Suele hablarse en nuestros días de esta sociedad calificándola de "postcristiana". Quizá sea oportuno ese apelativo en algunos casos, para reflejar una situación de hecho y unas tomas de posición que pueden explicarse a partir de una deformación intelectual y práctica de la conciencia creyente 5 ; pero sería del todo inadecuado ese apelativo –"postcristiana"–, si de ese modo se pretendiese insinuar que la doctrina de Cristo ha perdido la capacidad de informar el mundo contemporáneo: nada más lejano a la realidad, a una realidad que la gracia de Dios nos hace tocar en tantos ambientes y, sobre todo, en el mundo preciosísimo del alma de multitudes de personas.
Por eso, la actual urgencia de una nueva evangelización no puede hacernos olvidar la perenne misión de llevar el Evangelio a cuantos –y son millones y millones de hombres y mujeres– no conocen todavía a Cristo Redentor del hombre. Esta es la responsabilidad más específicamente misionera que Jesús ha confiado y diariamente vuelve a confiar a su Iglesia 6. Precisamente esta misión evangelizadora universal exige una Iglesia renovada, revitalizada con el perenne mensaje de Cristo, tan rebosante de imperecedera actualidad; en otras palabras, requiere un nuevo despertar de las conciencias cristianas que atraiga al mundo hacia la luz de Cristo, ese Cristo nuestro que, como gustaba repetir con fuerza a Mons. Escrivá de Balaguer, no es una figura que pasó. No es un recuerdo que se pierde en la historia. ¡Vive!: Jesus Christus heri et hodie: ipse et in saecula! –dice San Pablo– ¡Jesucristo ayer y hoy y siempre! 7.Estamos asistiendo en los últimos meses a grandes transformaciones en amplias zonas del mundo, sobre todo en el Viejo Continente, que parecen anunciar una nueva era de libertad, de responsabilidad, de solidaridad, de espiritualidad, para millones de personas.

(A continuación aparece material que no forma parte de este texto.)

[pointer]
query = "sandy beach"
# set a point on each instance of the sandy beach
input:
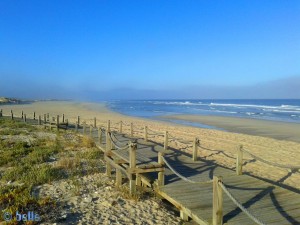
(273, 129)
(275, 142)
(272, 141)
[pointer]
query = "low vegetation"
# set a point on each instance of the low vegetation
(31, 156)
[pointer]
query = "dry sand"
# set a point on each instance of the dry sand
(262, 142)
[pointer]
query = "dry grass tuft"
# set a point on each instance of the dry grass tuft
(88, 142)
(68, 163)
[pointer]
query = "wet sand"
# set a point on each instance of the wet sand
(275, 142)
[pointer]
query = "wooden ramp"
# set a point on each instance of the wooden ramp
(269, 203)
(232, 199)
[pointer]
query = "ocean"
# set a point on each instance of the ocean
(285, 110)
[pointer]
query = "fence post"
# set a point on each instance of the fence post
(118, 177)
(100, 134)
(161, 174)
(132, 165)
(166, 141)
(57, 122)
(217, 201)
(84, 127)
(108, 126)
(95, 122)
(239, 161)
(108, 149)
(146, 133)
(91, 131)
(195, 149)
(131, 130)
(120, 128)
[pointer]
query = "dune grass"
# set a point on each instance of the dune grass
(26, 164)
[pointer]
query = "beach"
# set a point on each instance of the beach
(275, 142)
(273, 129)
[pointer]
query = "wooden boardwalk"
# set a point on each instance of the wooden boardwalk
(267, 201)
(270, 203)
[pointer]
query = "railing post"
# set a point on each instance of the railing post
(132, 165)
(108, 149)
(118, 177)
(57, 122)
(120, 128)
(217, 201)
(161, 174)
(239, 161)
(100, 134)
(166, 141)
(108, 126)
(146, 133)
(91, 131)
(84, 128)
(131, 130)
(195, 149)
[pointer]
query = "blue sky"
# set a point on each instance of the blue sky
(150, 49)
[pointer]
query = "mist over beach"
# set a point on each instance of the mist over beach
(149, 112)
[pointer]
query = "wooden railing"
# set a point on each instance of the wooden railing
(217, 182)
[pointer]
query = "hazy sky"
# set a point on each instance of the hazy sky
(150, 49)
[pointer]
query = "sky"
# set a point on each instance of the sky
(97, 50)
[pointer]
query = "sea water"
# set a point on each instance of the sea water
(286, 110)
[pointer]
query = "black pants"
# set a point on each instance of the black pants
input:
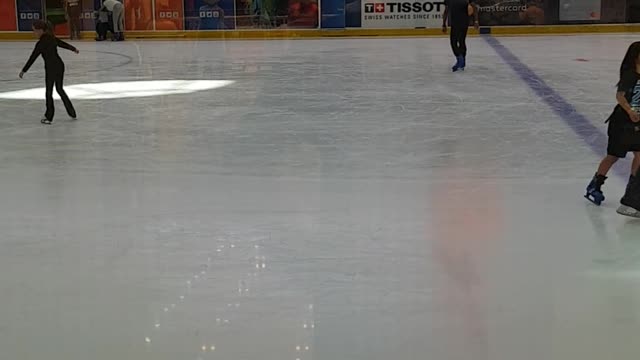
(459, 39)
(55, 78)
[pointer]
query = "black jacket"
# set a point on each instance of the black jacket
(47, 46)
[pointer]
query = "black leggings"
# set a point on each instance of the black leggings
(55, 78)
(459, 40)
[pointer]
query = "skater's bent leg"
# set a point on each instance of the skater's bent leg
(63, 95)
(49, 82)
(453, 37)
(463, 41)
(606, 164)
(635, 164)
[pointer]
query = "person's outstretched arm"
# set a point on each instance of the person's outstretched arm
(67, 46)
(34, 55)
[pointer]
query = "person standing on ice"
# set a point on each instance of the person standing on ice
(458, 13)
(47, 46)
(624, 136)
(117, 11)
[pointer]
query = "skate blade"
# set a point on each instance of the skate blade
(593, 200)
(628, 211)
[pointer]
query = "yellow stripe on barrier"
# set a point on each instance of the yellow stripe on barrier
(348, 33)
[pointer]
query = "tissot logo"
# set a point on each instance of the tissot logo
(374, 8)
(404, 7)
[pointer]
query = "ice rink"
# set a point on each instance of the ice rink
(316, 199)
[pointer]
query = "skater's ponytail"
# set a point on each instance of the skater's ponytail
(44, 26)
(630, 59)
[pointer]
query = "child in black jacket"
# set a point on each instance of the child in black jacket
(47, 46)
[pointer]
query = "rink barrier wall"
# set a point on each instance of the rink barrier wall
(349, 33)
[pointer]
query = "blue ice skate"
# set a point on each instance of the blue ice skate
(594, 191)
(460, 63)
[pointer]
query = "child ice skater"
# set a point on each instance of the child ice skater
(47, 46)
(624, 136)
(459, 12)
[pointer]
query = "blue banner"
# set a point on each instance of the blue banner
(333, 16)
(209, 14)
(88, 16)
(28, 11)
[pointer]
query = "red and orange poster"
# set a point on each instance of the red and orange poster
(138, 15)
(169, 15)
(8, 20)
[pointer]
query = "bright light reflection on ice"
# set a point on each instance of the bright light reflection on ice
(119, 90)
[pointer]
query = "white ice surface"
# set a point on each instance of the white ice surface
(350, 196)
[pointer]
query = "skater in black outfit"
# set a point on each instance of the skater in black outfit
(47, 46)
(459, 12)
(624, 136)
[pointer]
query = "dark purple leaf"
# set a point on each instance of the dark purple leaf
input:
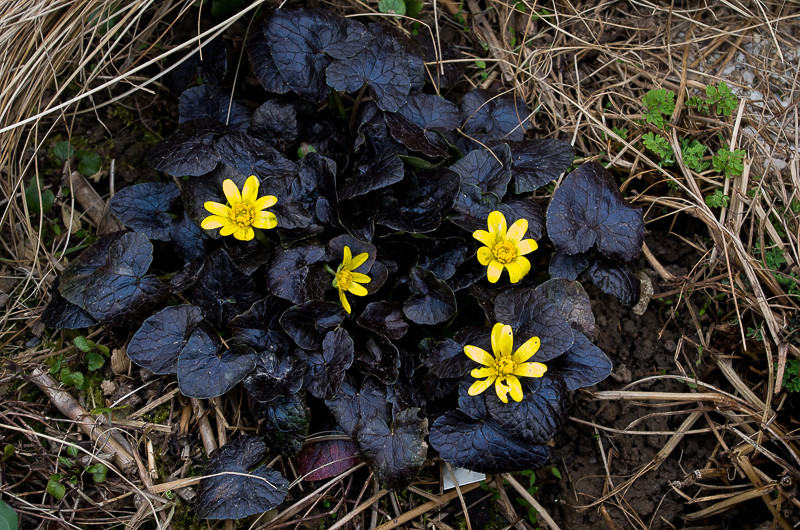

No podemos olvidar, sin embargo, y hay que decirlo con dolor, que existen también en nuestra sociedad occidental, amplios ámbitos cerrados y hostiles a la Cruz salvadora 12 , ojos que rehúsan admirar la belleza de Dios reflejada en la faz de Cristo 13.
Ante este mundo nuestro, está claro que –insisto– la evangelización será nueva no por el contenido esencial de la doctrina que se anuncie, ni por el modelo de vida que se proponga a nuestros contemporáneos. La novedad habrá de residir en las nuevas energías espirituales y apostólicas puestas en juego por todos los fieles, pues todos somos partícipes y responsables de la misión de la Iglesia 14. Particular importancia tendrá el testimonio coherente de los fieles laicos, a quienes –en palabras de Juan Pablo II– corresponde testificar cómo la fe cristiana (…) constituye la única respuesta plenamente válida a los problemas y expectativas que la vida plantea a cada hombre y a cada sociedad. Esto será posible –continúa el Papa– si los fieles laicos saben superar en ellos mismos la fractura entre el Evangelio y la vida, recomponiendo en su vida familiar cotidiana, en el trabajo y en la sociedad, esa unidad de vida que en el Evangelio encuentra inspiración y fuerza para realizarse en plenitud 15.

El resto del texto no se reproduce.